At this point, verify that all expected components are working:

  • tg2 minion links shows the link established at the driver/firmware layer.
  • breeze lm links shows the link established at the routing layer.
  • ping6 ff02::1%terraX (find "X" from output above) shows "DUP" responses confirming link-local connectivity.
  • vppctl show int shows incrementing "vpp-terraX" interface counters.

Routing

Triage

Run the command below to print debug information for an engineer to examine.

$ breeze tech-support

Background

Every link-state routing protocol incorporates the following steps and components:

  • Link discovery - Learn the underlying system's link information, including name, status, and addresses.
  • Neighbor discovery - Discover neighbors on the VLAN of each link.
  • Link-state database - Record the neighbor and prefix information for each node.
  • Route computation - Use the global link-state database to compute a route to each destination.
  • Route programming - Program routes onto the underlying system.

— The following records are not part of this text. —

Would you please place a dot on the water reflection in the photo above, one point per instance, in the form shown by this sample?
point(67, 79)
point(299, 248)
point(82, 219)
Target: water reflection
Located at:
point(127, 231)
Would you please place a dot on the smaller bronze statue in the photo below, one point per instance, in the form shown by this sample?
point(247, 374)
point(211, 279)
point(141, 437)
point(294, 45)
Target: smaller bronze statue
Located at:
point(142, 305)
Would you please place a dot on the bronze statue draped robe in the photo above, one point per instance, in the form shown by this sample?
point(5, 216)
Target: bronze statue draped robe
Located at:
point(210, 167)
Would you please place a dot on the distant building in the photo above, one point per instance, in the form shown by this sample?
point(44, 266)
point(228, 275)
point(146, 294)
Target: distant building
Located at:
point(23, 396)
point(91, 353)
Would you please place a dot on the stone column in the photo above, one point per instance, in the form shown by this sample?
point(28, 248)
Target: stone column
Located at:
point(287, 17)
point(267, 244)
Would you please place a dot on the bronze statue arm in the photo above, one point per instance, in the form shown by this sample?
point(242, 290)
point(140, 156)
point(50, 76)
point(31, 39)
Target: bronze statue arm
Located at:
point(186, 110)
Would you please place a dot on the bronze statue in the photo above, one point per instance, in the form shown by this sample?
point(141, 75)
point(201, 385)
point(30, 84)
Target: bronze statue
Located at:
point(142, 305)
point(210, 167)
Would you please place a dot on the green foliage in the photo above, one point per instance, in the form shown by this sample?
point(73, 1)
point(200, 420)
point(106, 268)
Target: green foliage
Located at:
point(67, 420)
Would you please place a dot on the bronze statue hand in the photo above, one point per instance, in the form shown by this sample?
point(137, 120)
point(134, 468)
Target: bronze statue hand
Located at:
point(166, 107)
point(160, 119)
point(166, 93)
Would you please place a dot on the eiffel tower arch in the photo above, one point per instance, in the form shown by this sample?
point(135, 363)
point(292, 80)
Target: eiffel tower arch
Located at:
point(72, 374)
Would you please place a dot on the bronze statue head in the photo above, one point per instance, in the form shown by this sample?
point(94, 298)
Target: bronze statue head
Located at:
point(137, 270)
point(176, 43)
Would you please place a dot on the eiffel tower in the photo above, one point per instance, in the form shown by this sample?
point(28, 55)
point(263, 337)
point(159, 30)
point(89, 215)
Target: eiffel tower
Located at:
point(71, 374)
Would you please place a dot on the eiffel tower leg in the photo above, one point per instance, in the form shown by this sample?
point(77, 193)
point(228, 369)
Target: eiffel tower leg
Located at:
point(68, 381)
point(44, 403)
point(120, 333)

Routing can fail if a problem occurs in any of these stages. It is always recommended to troubleshoot issues serially.

Basic Checks

Verify that Open/R is running and not crashing. To do so, run the following command several times and check that the process ID has not changed:

$ ps -A | grep openr

If applicable, do the same for the fib_vpp process.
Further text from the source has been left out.